What is the difference between joining the points in a graph and drawing a smooth curve near them?

Those values that haven't actually been measured can be estimated by using a smooth curve versus connecting the points on a graph.

When it comes to representing data on a graph, there are two common approaches: joining the points directly or drawing a smooth curve near them. The choice between these methods depends on the nature of the data and the purpose of the graph.

Joining the points directly involves connecting each data point with a straight line. This method is typically used when the data points represent individual measurements or observations. By connecting the points, you create a visual representation of the individual data points, making it easy to see their distribution and any patterns or trends that may exist. This approach is particularly useful when the data is discrete, meaning there are no data points in between the measured values.

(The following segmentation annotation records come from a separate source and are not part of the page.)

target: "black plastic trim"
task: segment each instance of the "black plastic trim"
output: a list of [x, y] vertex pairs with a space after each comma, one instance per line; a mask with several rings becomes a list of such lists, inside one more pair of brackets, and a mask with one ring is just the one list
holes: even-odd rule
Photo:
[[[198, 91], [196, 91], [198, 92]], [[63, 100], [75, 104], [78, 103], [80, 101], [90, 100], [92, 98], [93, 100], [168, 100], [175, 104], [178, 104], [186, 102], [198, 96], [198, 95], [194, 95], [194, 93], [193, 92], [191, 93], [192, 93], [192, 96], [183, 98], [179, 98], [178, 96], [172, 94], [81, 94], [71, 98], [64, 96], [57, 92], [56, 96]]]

On the other hand, drawing a smooth curve near the points involves fitting a mathematical function to the data and using it to estimate values that haven't been directly measured. This method is typically used when the data points represent a continuous phenomenon and you want to visualize the overall trend rather than the individual values. The smooth curve allows you to capture the general shape or trend of the data, making it easier to make predictions or draw conclusions.

To draw a smooth curve near the points, you can use various techniques such as polynomial regression, moving averages, or spline interpolation. These methods analyze the relationship between the data points and create a curve that best represents the overall trend. The advantage of using a smooth curve is that it can help you visualize the data more accurately, especially when there are irregularities or noise in the measurements.

In summary, joining the points directly with straight lines is appropriate for discrete data points, while drawing a smooth curve near the points is more suitable for continuous data or when you want to estimate values in between the measured points. The choice between these methods depends on the type of data and the specific goals of your analysis or visualization.